To be fair, he has been interested in cooking and restaurants and food for several years.  He’s tried out dozens of new recipes in our kitchen, is working on a cookbook with a friend, and interned at a catering company a couple of summers ago.  He spends a great deal of time watching the Food Network, and looking at YouTube videos of young men with many tattoos making things like chocolate pudding from avocados.

And who could have a problem with a gap year for a kid that’s 18?  What better time to take a gap year? It’s not as if he has a mortgage or a family or an encumbrance of any kind for that matter .  A gap year right after high school is a great idea.  (I’m going to gloss over the fact that his girlfriend, a lovely young woman, is also taking a gap year because he has insisted vehemently that that is SO IRRELEVANT to his decision.)
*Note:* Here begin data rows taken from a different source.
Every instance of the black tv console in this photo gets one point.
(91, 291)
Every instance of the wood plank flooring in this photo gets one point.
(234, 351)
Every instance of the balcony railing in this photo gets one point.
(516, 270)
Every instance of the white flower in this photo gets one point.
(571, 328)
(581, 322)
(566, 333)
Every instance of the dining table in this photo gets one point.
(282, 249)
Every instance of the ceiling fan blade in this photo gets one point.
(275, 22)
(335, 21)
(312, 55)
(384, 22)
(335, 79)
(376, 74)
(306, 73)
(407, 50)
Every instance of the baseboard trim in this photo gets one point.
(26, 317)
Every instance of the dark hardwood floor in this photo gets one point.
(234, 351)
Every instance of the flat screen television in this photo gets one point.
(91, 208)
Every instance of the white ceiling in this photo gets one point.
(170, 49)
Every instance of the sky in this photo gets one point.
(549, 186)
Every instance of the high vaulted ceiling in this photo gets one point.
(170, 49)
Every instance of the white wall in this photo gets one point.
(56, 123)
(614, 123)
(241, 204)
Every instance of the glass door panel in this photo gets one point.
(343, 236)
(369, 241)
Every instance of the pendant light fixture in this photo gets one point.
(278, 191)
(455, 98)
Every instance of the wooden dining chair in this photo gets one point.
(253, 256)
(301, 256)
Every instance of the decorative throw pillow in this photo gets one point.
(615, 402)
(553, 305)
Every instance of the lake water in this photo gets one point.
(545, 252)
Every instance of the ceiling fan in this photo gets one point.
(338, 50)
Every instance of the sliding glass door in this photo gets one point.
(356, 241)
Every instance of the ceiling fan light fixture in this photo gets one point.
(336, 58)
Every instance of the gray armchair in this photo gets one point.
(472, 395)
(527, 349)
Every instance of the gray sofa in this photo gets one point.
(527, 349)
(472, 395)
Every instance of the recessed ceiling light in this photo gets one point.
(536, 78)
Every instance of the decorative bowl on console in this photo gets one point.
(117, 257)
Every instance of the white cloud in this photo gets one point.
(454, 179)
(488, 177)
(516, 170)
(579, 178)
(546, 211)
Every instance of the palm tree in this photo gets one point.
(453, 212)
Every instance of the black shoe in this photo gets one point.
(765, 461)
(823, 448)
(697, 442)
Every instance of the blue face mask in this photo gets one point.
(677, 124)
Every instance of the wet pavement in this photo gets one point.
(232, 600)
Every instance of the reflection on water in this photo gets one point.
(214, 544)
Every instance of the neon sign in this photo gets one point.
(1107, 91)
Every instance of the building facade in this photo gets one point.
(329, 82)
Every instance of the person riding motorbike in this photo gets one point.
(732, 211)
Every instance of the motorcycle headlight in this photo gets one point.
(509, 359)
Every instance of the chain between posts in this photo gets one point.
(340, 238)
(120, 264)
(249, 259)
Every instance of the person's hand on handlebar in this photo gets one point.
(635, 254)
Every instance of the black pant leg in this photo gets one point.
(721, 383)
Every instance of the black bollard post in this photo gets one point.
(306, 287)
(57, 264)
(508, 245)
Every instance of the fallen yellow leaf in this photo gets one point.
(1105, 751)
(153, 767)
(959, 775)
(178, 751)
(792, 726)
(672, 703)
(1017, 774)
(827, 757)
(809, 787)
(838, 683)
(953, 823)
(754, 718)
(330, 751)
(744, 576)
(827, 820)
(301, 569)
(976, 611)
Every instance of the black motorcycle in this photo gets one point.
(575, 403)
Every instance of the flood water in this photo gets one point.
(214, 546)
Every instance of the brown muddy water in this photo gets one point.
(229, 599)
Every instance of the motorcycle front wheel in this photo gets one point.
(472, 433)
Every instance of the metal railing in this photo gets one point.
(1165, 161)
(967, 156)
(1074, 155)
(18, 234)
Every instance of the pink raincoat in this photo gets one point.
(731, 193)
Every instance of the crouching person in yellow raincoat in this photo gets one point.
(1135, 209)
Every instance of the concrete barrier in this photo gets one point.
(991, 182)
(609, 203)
No, like so many things in life, it turns out that I’m not opposed to a gap year.  In theory. For other people’s children.  There was period where I felt like a cartoon character who’s been running running running and then slams head first into something large and hard — a wall, maybe, or a lamppost — and the little cloud above her head says, “BOIINGGGG.”

I still feel as if my brain’s still rattling around in my skull, although I’m getting used to having him here this year.  He’s doing a six-month culinary certificate program at a community college in Jersey City, a place to which there is no form of direct public transportation from our home.  He gets up at 4am to take the first train out at 4.50am so that he can be in class at 6.30am.  He goes to school with single moms, people working second jobs, and veterans on the GI bill.  His instructors often yell at him.  It’s a far cry from our suburban high school, and he loves it.

Not enough to give up on that campus in Colorado Springs, though.  He said yesterday that he’d decided not to take the second half of the program this year — that maybe he’d do it next year, “in the summer, when I get back from school.”

I think often these days about God’s sense of humor.  I think,  “Hi God, it’s me.” And God says, “‘Me’ who?”

I say, “Me, Mary Beth. You know.”

“Well,” God says, “I forget. Haven’t seen you in a while.”  Our family is what I like to refer to as “winter Catholics,” which means that we don’t get to church very regularly during the summer.  Which, surely, God knows.

(I don’t know why God sounds to me like a Jewish mother — or in my case, an equally guilt-producing Catholic mother. But He does. And don’t push me on the “He” front, either. That’s just how God sounds to me. Male. I’m a feminist, but there’s only so much tradition one can buck.)

I say, “Can I talk to you about my son?”

And God says, “Now that’s good one!  HAHAHAHAHAHAHAAAAAAAAAAAA!”